Wenn das Kulturhaus bis auf den letzten Platz gefüllt ist und ein Raunen durch die Reihen geht, dann ist Zeit für „Clowns & Company“. Am Freitagabend, 20. März, feierte die neue Show „Kaskadia“ Premiere – ein bunter Abend voller Überraschungen, der kleinen und großen Zuschauern ein Lächeln ins Gesicht zauberte.
Der erste Eindruck von „Kaskadia“ war vor allem eins: ein visuelles Erlebnis. Viele der Acts und Stunts wurden durch aufwendige Lichteffekte und leuchtende Kostüme in Szene gesetzt. Sobald das Saallicht erlosch, verwandelte sich die Bühne im Lüdenscheider Kulturhaus in ein Lichtermeer. Artisten wirbelten mit leuchtenden Jonglage-Bällen durch die Dunkelheit und zeichneten farbige Bahnen in die Luft, während andere in Kostümen auftraten, die selbst zu strahlen begannen. Diese Highlights zogen sich wie ein roter Faden durch den Abend und sorgten besonders bei den jüngeren Zuschauern für offene Münder.
Hinter den leuchtenden Fassaden steckte jedoch vor allem eins: viel Herzblut. Im Publikum saßen hauptsächlich Eltern, Großeltern und Freunde, die mindestens genauso aufgeregt waren wie die rund 50 Akteure auf der Bühne. Man kennt sich, man fiebert mit – und man wollte endlich sehen, was aus den Ideen entstanden ist, die im Übungs-Loft an der Königsstraße entwickelt wurden. Nach „Temposia“ und „Insomnia“ war „Kaskadia“ nun die dritte große Produktion des Vereins.

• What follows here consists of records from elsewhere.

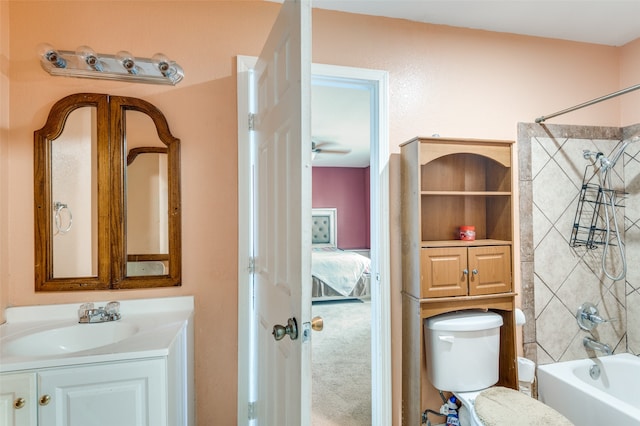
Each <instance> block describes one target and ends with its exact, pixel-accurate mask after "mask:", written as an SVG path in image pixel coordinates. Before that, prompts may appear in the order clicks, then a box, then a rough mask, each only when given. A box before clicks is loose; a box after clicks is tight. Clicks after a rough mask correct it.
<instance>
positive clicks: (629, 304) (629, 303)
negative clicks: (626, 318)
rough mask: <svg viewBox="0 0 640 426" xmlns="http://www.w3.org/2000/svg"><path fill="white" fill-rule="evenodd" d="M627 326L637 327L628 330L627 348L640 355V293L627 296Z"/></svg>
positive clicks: (631, 350)
mask: <svg viewBox="0 0 640 426" xmlns="http://www.w3.org/2000/svg"><path fill="white" fill-rule="evenodd" d="M627 324H629V325H631V324H633V325H635V326H633V327H629V328H628V330H627V346H628V349H629V351H630V352H632V353H634V354H640V327H638V326H637V324H640V292H638V291H635V292H633V293H631V294H630V295H628V296H627Z"/></svg>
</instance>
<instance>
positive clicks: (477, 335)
mask: <svg viewBox="0 0 640 426" xmlns="http://www.w3.org/2000/svg"><path fill="white" fill-rule="evenodd" d="M522 322H524V321H522ZM501 326H502V317H501V316H500V315H499V314H496V313H495V312H489V311H481V310H468V311H459V312H451V313H448V314H442V315H438V316H435V317H432V318H429V319H427V320H426V321H425V324H424V331H425V339H424V340H425V346H426V348H425V349H426V356H427V375H428V377H429V380H430V381H431V383H432V384H433V386H434V387H435V388H436V389H439V390H442V391H449V392H453V394H454V395H455V396H456V397H457V398H458V399H459V400H460V401H461V402H462V404H463V405H462V407H461V408H460V414H459V417H460V425H461V426H465V425H471V426H484V425H485V424H499V425H502V424H504V425H523V426H529V425H547V424H549V425H554V426H560V425H572V423H571V422H570V421H569V420H567V419H566V418H565V417H564V416H562V415H561V414H560V413H558V412H557V411H555V410H554V409H552V408H551V407H549V406H547V405H545V404H543V403H541V402H540V401H538V400H536V399H533V398H531V397H530V396H527V395H525V394H524V393H522V392H518V391H515V390H513V389H507V388H504V387H500V386H496V387H493V385H494V384H496V383H497V381H498V378H499V363H500V361H499V358H500V357H499V353H500V327H501ZM529 363H530V364H531V365H529V366H528V367H529V369H530V370H531V368H533V370H531V371H529V372H527V373H526V374H525V375H528V376H529V377H526V380H527V381H533V374H534V370H535V364H534V363H532V362H531V361H529ZM532 366H533V367H532ZM482 419H484V421H483V420H482Z"/></svg>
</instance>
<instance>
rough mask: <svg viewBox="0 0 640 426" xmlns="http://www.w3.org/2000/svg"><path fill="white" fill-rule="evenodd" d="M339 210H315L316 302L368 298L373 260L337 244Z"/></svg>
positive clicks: (312, 235)
mask: <svg viewBox="0 0 640 426" xmlns="http://www.w3.org/2000/svg"><path fill="white" fill-rule="evenodd" d="M336 219H337V209H335V208H330V209H313V213H312V220H313V222H312V246H313V247H312V254H311V282H312V290H311V299H312V301H321V300H338V299H368V298H370V294H371V292H370V289H371V274H370V272H371V261H370V260H369V258H368V257H366V256H363V255H361V254H360V253H357V252H355V251H348V250H341V249H339V248H338V245H337V235H338V232H337V220H336Z"/></svg>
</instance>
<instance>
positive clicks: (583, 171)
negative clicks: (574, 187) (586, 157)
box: [553, 139, 597, 191]
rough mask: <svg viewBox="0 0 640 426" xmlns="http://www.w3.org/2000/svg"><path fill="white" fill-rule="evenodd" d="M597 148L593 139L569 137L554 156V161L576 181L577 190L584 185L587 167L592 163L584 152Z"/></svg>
mask: <svg viewBox="0 0 640 426" xmlns="http://www.w3.org/2000/svg"><path fill="white" fill-rule="evenodd" d="M596 149H597V148H596V147H595V145H594V144H593V142H592V141H591V139H568V140H567V141H566V142H565V144H564V145H562V149H561V150H559V151H558V152H557V153H556V154H555V155H554V156H553V159H554V161H555V162H556V163H558V165H559V166H560V168H561V169H562V170H563V171H564V173H565V174H566V175H567V177H568V178H569V179H570V180H571V182H573V183H574V185H575V187H576V191H577V190H579V188H580V186H581V185H582V180H583V178H584V170H585V167H586V166H587V165H589V164H591V161H589V160H588V159H585V158H584V155H583V152H584V151H585V150H587V151H594V150H596Z"/></svg>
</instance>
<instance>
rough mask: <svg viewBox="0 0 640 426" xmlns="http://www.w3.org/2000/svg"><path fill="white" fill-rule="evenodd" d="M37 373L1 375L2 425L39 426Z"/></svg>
mask: <svg viewBox="0 0 640 426" xmlns="http://www.w3.org/2000/svg"><path fill="white" fill-rule="evenodd" d="M37 424H38V408H37V405H36V375H35V373H16V374H2V375H0V425H1V426H37Z"/></svg>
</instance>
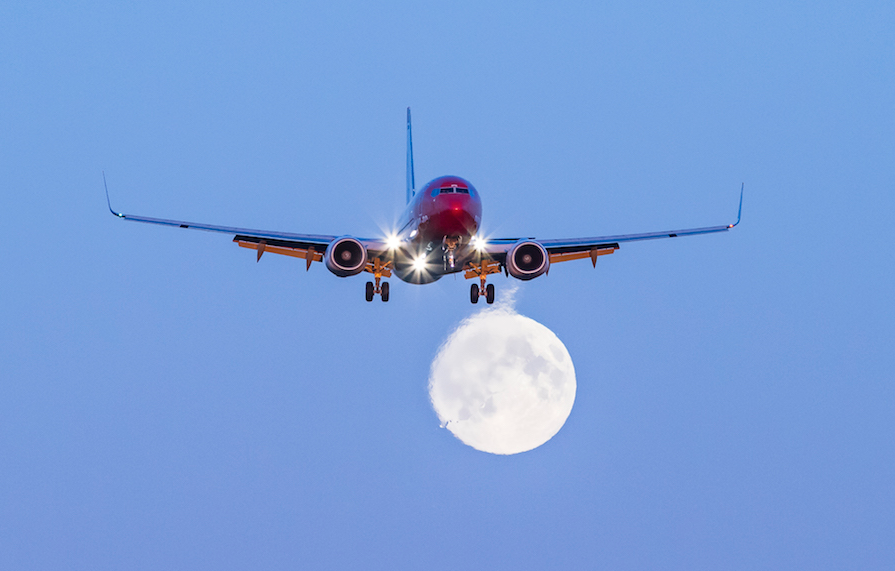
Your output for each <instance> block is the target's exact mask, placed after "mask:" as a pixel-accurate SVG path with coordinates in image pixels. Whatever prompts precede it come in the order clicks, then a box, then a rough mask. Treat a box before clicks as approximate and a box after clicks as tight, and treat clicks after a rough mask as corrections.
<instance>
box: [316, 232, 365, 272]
mask: <svg viewBox="0 0 895 571" xmlns="http://www.w3.org/2000/svg"><path fill="white" fill-rule="evenodd" d="M323 264H324V265H325V266H326V269H328V270H329V271H331V272H332V273H334V274H336V275H337V276H339V277H340V278H347V277H348V276H355V275H357V274H359V273H361V272H362V271H364V268H365V267H367V249H366V248H364V245H363V244H361V243H360V240H358V239H357V238H352V237H351V236H342V237H341V238H336V239H335V240H333V241H332V242H330V243H329V246H327V247H326V253H324V254H323Z"/></svg>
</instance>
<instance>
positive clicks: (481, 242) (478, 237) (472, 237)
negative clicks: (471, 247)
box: [469, 236, 488, 252]
mask: <svg viewBox="0 0 895 571" xmlns="http://www.w3.org/2000/svg"><path fill="white" fill-rule="evenodd" d="M469 245H470V246H472V247H473V248H475V250H476V251H477V252H482V251H484V250H485V247H486V246H487V245H488V243H487V242H486V241H485V240H483V239H481V238H479V237H478V236H473V237H472V238H471V239H470V240H469Z"/></svg>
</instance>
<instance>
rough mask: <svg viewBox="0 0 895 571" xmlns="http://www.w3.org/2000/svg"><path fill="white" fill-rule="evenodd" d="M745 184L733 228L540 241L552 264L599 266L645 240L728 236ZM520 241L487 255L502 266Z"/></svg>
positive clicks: (496, 248) (739, 204)
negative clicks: (567, 263)
mask: <svg viewBox="0 0 895 571" xmlns="http://www.w3.org/2000/svg"><path fill="white" fill-rule="evenodd" d="M745 187H746V185H745V183H744V184H743V185H742V186H741V187H740V204H739V208H738V209H737V220H736V222H734V223H733V224H727V225H724V226H706V227H704V228H685V229H682V230H666V231H663V232H646V233H643V234H617V235H614V236H594V237H591V238H563V239H558V240H538V243H540V244H541V245H542V246H544V248H545V249H546V250H547V252H548V253H549V254H550V263H551V264H552V263H556V262H566V261H569V260H579V259H584V258H590V259H591V261H592V262H593V263H594V264H596V263H597V257H598V256H603V255H606V254H612V253H613V252H615V250H618V248H619V244H620V243H622V242H639V241H642V240H657V239H659V238H677V237H680V236H697V235H699V234H714V233H716V232H727V231H728V230H730V229H731V228H734V227H735V226H736V225H738V224H739V223H740V220H741V219H742V216H743V191H744V190H745ZM518 240H519V239H518V238H505V239H498V240H490V241H489V243H488V247H487V252H488V254H489V255H490V256H491V257H492V258H494V259H497V260H500V261H501V262H502V261H503V260H504V259H505V257H506V254H507V252H509V250H510V248H512V247H513V245H514V244H515V243H516V242H517V241H518Z"/></svg>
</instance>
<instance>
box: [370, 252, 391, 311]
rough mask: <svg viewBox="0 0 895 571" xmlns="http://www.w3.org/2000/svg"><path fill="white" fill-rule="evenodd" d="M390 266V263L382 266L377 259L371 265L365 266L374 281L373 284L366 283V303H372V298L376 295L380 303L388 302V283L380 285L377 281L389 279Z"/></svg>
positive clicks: (381, 262) (379, 262) (370, 263)
mask: <svg viewBox="0 0 895 571" xmlns="http://www.w3.org/2000/svg"><path fill="white" fill-rule="evenodd" d="M391 265H392V263H391V262H390V261H389V262H386V263H384V264H383V263H382V261H381V260H380V259H379V258H375V259H374V260H373V262H372V263H368V264H367V267H366V271H368V272H370V273H371V274H373V279H374V280H376V281H375V283H374V282H367V291H366V294H367V301H373V296H375V295H377V294H379V297H380V298H382V301H388V282H381V284H380V281H379V280H381V279H382V278H383V277H387V278H388V277H391V275H392V271H391V267H390V266H391Z"/></svg>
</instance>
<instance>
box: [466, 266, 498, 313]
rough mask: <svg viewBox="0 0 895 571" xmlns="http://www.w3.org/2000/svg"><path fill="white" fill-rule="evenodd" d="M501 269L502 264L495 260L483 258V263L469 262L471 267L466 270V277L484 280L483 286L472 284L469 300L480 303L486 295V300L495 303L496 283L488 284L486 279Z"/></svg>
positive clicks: (471, 301)
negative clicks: (480, 301) (484, 258)
mask: <svg viewBox="0 0 895 571" xmlns="http://www.w3.org/2000/svg"><path fill="white" fill-rule="evenodd" d="M499 271H500V264H499V263H497V262H495V261H494V260H482V261H481V263H479V264H475V263H473V262H469V268H468V269H467V270H466V274H465V275H466V279H471V278H475V277H477V278H479V280H480V281H481V282H482V285H481V286H478V285H476V284H472V287H470V288H469V301H471V302H472V303H478V302H479V298H480V297H482V296H485V302H487V303H489V304H491V303H494V284H486V283H485V282H486V280H487V279H488V276H489V275H490V274H496V273H498V272H499Z"/></svg>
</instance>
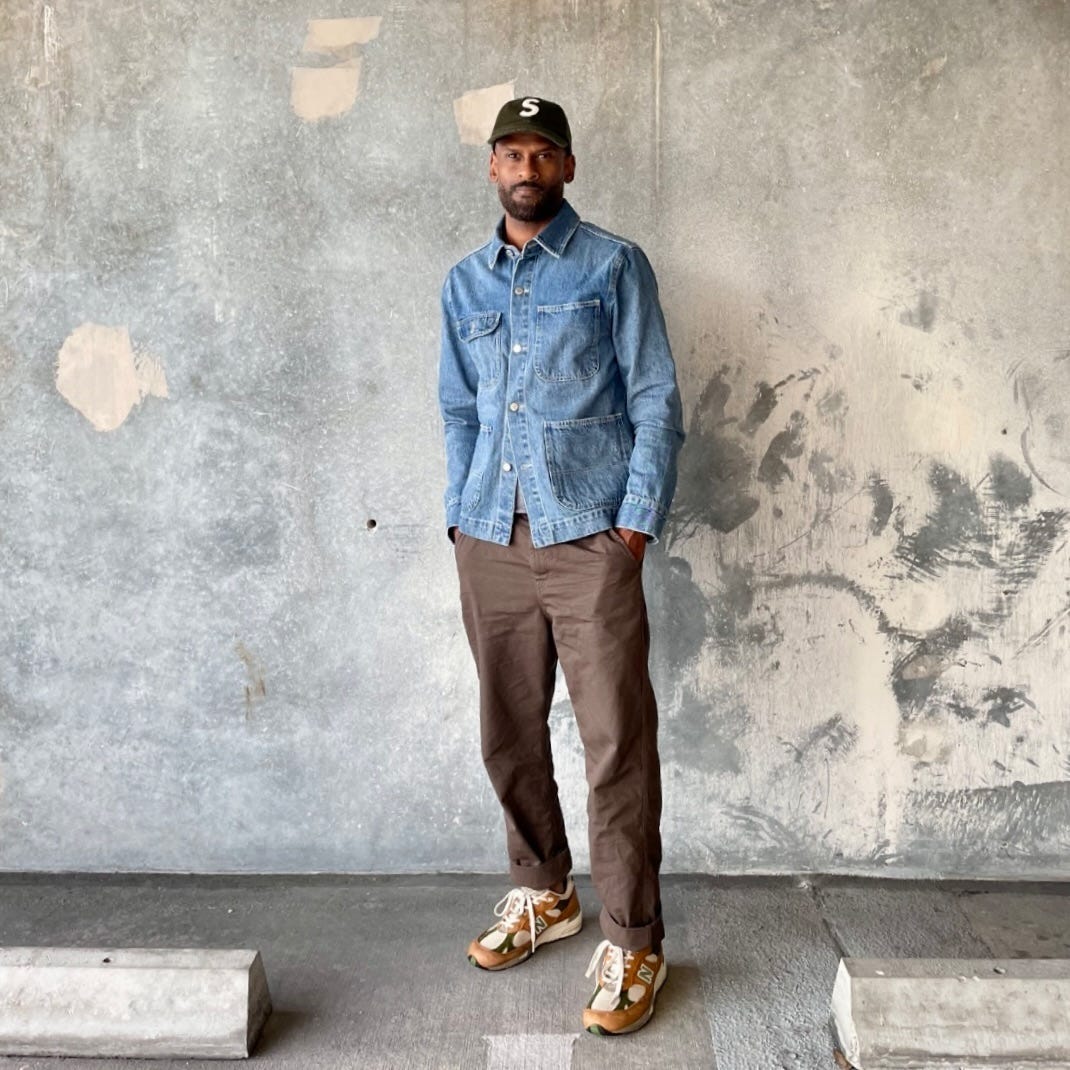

Mut, Vielfalt und Zirkuszauber auf der Bühne
Das Besondere bei „Clowns & Company" ist, dass wirklich jeder mitmachen kann. So standen am Freitag erfahrene Hasen neben Neulingen, die zum ersten Mal vor so großem Publikum auftraten. Während die einen in luftiger Höhe am Aerial Silk – langen, von der Decke hängenden Stofftüchern – akrobatische Figuren turnten oder sich elegant im schwebenden Reifen (Aerial Hoop) verbogen, zeigten die jüngeren Zirkuskinder stolz ihre ersten Kunststücke am Boden. Dass mal etwas nicht auf Anhieb klappte, spielte keine Rolle – der Mut, sich vor das große Publikum zu stellen, wurde von den Zuschauern mit viel Beifall belohnt.
Extra-Applaus für Arne Tilgen
Einer der Höhepunkte war der Auftritt von Arne Tilgen auf dem Hocheinrad. Es ist schon eine Leistung für sich, auf so einem hohen Gefährt überhaupt das Gleichgewicht zu halten, aber dabei auch noch sicher eine Treppe hochzufahren, beeindruckte das Publikum sichtlich. Für diese wackelige, aber gekonnte Angelegenheit gab es einen kräftigen Extra-Applaus.
Auch die Hommage an Frankreich mit der passenden Akkordeon-Musik von Lydie Auvray fügte sich gut in das bunte Programm ein. Zum großen Finale kamen noch einmal alle Mitwirkenden auf die Bühne und holten sich ihren verdienten Applaus ab. Es war kein steifes Theater, sondern ein Abend von Lüdenscheidern für Lüdenscheider, der gezeigt hat, wie viel man mit ein bisschen Fantasie, Gemeinschaftssinn und den richtigen Lichteffekten erreichen kann.